To guarantee higher availability and better performances, S3 has for years relied on an eventual consistency model. During the first week of re:invent, AWS announced that S3 now supports strong read-after-write consistency.
One of the key technology aspects of S3 and other large-scale distributed systems has been the eventual consistency model: after a call to an S3 API that stores or modifies data, there has been a small time window where the data has been durably stored, but not yet visible to all GET requests. Since the launch fourteen years ago, eventual consistency has been seen as a trade-off on S3 required by a distributed development.
Source: https://aws.amazon.com/blogs/aws/amazon-s3-update-strong-read-after-write-consistency
Jeff Barr, chief evangelist at AWS, describes on the AWS blog the change:
Effective immediately, all S3 GET, PUT, and LIST operations, as well as operations that change object tags, ACLs, or metadata, are now strongly consistent. What you write is what you will read, and the results of a LIST will be an accurate reflection of what's in the bucket. This applies to all existing and new S3 objects, works in all regions, and is available to you at no extra charge! There’s no impact on performance, you can update an object hundreds of times per second if you'd like, and there are no global dependencies.
In other services, like DynamoDB, AWS already offered strong read consistency as a not default option and with a price premium. But the strong consistency change for S3 has surprised many developers and triggered interesting debates. Forrest Brazeal, senior manager at A Cloud Guru and AWS Serverless Hero, tweets:
S3 is now strongly consistent. No config changes, no caveats, it just is. This is just an unreal flex by the Greatest Cloud Service of All Time.

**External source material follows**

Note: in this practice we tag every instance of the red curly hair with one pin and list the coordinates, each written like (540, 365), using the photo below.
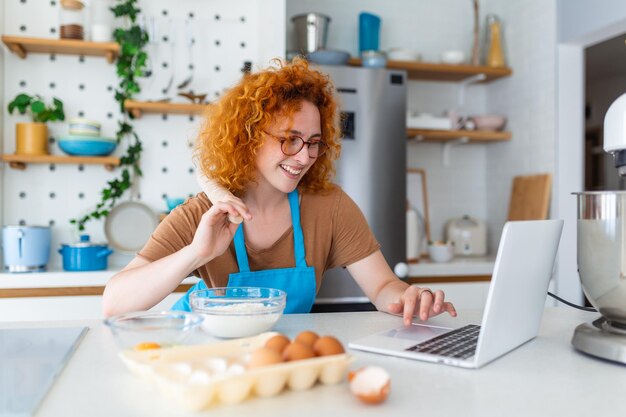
(232, 132)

He wrote a detailed article to explain why he believes that "S3 is an engineering marvel". Some users have instead questions on the S3 achievement. Colin Percival, computer scientist and FreeBSD security officer emeritus, asks:
Having strong consistency from S3 is awesome, but I don't understand the claim of "no impact to availability". If S3 gets partitioned, it can't keep this improved consistency guarantee without sacrificing availability...
Michael Shapiro agrees:
I'm also confused as to how they claim there's no performance impact. How is there no tradeoff between consistency and latency?
Alex Chan, software developer at the Wellcome Trust, questions the benefits:
A lot of discussion of S3’s strong consistency has marvelled at the technical skill and smarts required to pull this off. Is that why we’re all so impressed (and it’s certainly impressive), or does it also explain some new use cases that I’m missing?
Luc van Donkersgoed, head of AWS technology at Sentia Group, wrote an article to explain how it helps working with data lakes:
In many use cases eventual consistency is fine. Let’s say you store profile pictures for users on social media. When someone updates their image and somebody else views their profile in the same second, it doesn’t matter if the old image is still there. It will be updated the next time they visit. However, S3 is used for data lakes more and more. In these use cases, your S3 buckets might contain reports, analytics data, clickstreams, and many other types of time-sensitive data. With the release of strong read-after-write consistency, these data processing applications are now guaranteed to have the latest data available.
Dropbox, a long term AWS customer, shows in a video how strong consistency on S3 simplified their 34 PB data lake.
At re:invent, AWS announced other improvements and new features for S3 including replication with multiple destination buckets, two-way replication across regions and bucket keys.